Kearney relieved to escape unscathed
Rob Kearney skips past the tackle of Scotland's Alasdair Strokosh during Ireland's 10-6 defeat at Murrayfield on Saturday. The Leinster back played 80 minutes after being sidelined since November. - (Photograph: Ian MacNicol/Getty Images)
Rugby: There were few positives to take from Ireland's 10-6 defeat to Scotland on Saturday but the return of Rob Kearney from a serious knee injury was certainly one of them, as was game time for fellow long-term absentees Tomás O'Leary and Jerry Flannery.
Kearney played his first match since sustaining cartilage and ligament damage against New Zealand last November, completing the full 80 minutes unscathed. The Lions fullback put in a solid display that was welcomed by a management team that had little else to celebrate on a chilly afternoon at Murrayfield.
Kearney admited afterwards the occasion had been playing on his mind but was satisfied with the way it unfolded.
"It's a huge relief to be playing again. I'd been nervous all week - I don't usually get nerves beforehand," said Kearney. "I came across some big obstacles. The result wasn't what we wanted but from a personal perspective it was good to get through it.
"I felt really good at times, but was blowing at other times. All in all I was happy and felt pretty comfortable. I've come back from injury before where you try to do something magical, but my main focus was to do the basics right and make as few errors as possible.
"I was pleased with the way it went, but if I'd had a shocker I wasn't going to judge myself too much. Likewise if I had a stormer I wasn't going to get over-excited either. I don't know if I'll be playing every week, but I'd love to play every week."

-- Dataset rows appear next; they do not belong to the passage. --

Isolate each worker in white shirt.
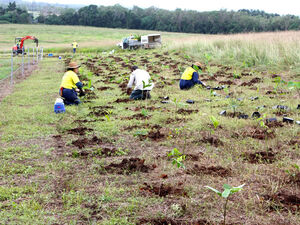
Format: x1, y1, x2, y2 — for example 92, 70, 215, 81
127, 66, 154, 100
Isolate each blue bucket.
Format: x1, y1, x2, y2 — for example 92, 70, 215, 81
54, 102, 65, 114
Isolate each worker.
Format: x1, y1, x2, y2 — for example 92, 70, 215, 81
59, 62, 85, 105
127, 66, 154, 100
72, 40, 78, 54
179, 62, 206, 90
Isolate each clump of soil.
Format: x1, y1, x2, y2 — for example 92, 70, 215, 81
199, 134, 223, 147
177, 109, 199, 115
165, 117, 186, 124
243, 151, 277, 164
136, 125, 168, 141
71, 136, 102, 149
187, 164, 231, 177
138, 218, 209, 225
140, 182, 187, 197
264, 191, 300, 212
97, 86, 114, 91
84, 90, 97, 99
66, 127, 93, 135
124, 113, 152, 120
239, 126, 276, 140
219, 80, 235, 85
265, 121, 284, 128
240, 77, 261, 86
114, 98, 133, 103
104, 158, 155, 174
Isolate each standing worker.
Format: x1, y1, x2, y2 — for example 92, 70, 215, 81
179, 62, 206, 90
127, 66, 154, 100
59, 62, 85, 105
72, 40, 78, 54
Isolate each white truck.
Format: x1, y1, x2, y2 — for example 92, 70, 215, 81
118, 34, 161, 50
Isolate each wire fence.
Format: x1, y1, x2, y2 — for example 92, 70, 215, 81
0, 47, 43, 85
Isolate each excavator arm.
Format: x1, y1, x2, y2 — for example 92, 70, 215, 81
19, 36, 38, 49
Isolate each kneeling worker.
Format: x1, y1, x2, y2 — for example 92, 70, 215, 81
179, 62, 206, 90
127, 66, 154, 100
59, 62, 85, 105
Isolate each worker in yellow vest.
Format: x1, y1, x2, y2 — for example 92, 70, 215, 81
59, 62, 85, 105
72, 41, 78, 53
179, 62, 206, 90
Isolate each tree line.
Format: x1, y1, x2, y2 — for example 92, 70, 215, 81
0, 2, 32, 24
1, 2, 300, 34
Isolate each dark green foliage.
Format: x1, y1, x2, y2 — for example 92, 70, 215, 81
2, 2, 300, 34
0, 1, 32, 24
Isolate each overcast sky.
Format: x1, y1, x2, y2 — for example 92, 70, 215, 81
25, 0, 300, 15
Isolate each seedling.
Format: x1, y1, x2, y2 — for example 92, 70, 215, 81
210, 115, 220, 129
141, 108, 148, 117
205, 183, 245, 225
233, 70, 241, 79
167, 148, 185, 169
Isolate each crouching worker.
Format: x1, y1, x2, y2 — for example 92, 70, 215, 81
179, 62, 206, 90
59, 62, 85, 105
127, 66, 154, 100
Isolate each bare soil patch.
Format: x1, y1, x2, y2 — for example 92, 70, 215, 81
243, 151, 277, 164
187, 164, 231, 177
104, 158, 155, 174
140, 182, 187, 197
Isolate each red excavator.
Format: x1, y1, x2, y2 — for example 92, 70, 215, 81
12, 36, 38, 55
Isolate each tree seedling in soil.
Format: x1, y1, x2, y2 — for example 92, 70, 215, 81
273, 76, 286, 94
167, 148, 186, 169
233, 70, 241, 79
210, 115, 220, 130
205, 183, 245, 225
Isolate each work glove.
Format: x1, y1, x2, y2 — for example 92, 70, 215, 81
79, 88, 85, 97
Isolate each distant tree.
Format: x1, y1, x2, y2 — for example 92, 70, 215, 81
7, 2, 16, 11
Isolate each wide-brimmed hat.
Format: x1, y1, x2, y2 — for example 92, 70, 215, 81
68, 62, 80, 69
194, 62, 203, 69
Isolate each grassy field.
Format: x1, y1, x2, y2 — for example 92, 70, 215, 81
0, 24, 299, 224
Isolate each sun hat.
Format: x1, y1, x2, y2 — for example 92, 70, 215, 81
68, 62, 80, 69
194, 62, 203, 69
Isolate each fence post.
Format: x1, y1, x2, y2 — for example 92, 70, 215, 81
11, 51, 13, 85
22, 50, 24, 76
36, 47, 38, 63
28, 48, 30, 69
32, 47, 35, 64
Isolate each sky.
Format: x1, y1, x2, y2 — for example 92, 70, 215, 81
24, 0, 300, 16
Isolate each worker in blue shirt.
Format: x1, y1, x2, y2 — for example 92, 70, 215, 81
179, 62, 206, 90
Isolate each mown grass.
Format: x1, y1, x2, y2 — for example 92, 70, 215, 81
0, 25, 300, 224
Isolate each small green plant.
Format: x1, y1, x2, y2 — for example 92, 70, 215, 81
233, 70, 241, 79
273, 76, 286, 94
256, 113, 268, 129
210, 115, 220, 129
205, 183, 245, 225
167, 148, 185, 169
141, 108, 148, 117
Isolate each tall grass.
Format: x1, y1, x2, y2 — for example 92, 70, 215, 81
166, 31, 300, 73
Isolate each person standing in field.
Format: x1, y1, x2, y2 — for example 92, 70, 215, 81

Ireland coach Declan Kidney had not planned for Kearney to finish the match, but later insisted the 25 year-old's confidence will have grown from the experience. Though he did not expect to be on the pitch at the final whistle, Kearney was delighted by the way his left knee responded to the work out.
"When I saw (replacement) Felix Jones on the line I wasn't happy to be going off, but I thought maybe that was for me," he said. "During the week I'd prepared for 60 or 70 minutes, maybe a little foolishly.
"Then I'd got cramp towards the end for their try. I was a little bit surprised I got through the full 80 and was given the full 80. But the knee feels brilliant, which for me was the most important thing.
"There were a couple of tackles and contact situations where I thought 'it's nice to be back'. You appreciate those collisions again in a strange sort of way."
Kearney gave his jersey to team physio Brian Green after the match.
"Brian's been fantastic over the last nine months. When you're injured you're out in the cold a little bit at times," he said. "You only have your rehabilitator to whinge down the phone to and throw your strops with. He was brilliant. It was just a small gesture. I just wanted him to know how much I appreciated everything he'd done."
Kearney's return allowed Ireland to gleam some satisfaction from an otherwise frustrating afternoon.
Leading 6-3 through two Jonathan Sexton penalties, they saw victory snatched from their grasp with four minutes to go when a superb break and pass from Nick De Luca allowed Joe Ansbro to turn on the afterburners and beat Andrew Trimble on his way to the line.
It was a beautifully executed try from Scotland, whose strong line-up struggled to dispatch an experimental Ireland team.
"It was tough and physical out there. We did a huge amount of defending and we had very little ball to play with," said Kearney. "We attacked very little. In the first half all we could put together in Scotland's half was seven or eight minutes.
"It's difficult to win games when you have such little possession but we were hanging in there. It was looking good until that one at the end."
Kidney can take comfort from the knowledge he has four more warm-up games, three of them internationals, in which to shape and prepare his squad. Two of them are against France, away and home, and one against an England side intent on avenging the defeat that ended their Grand Slam ambitions in March.
Ireland will return to Bordeaux, the setting for their calamitous tournament four years ago, to face France on Saturday with a far stronger team than the one selected for Edinburgh.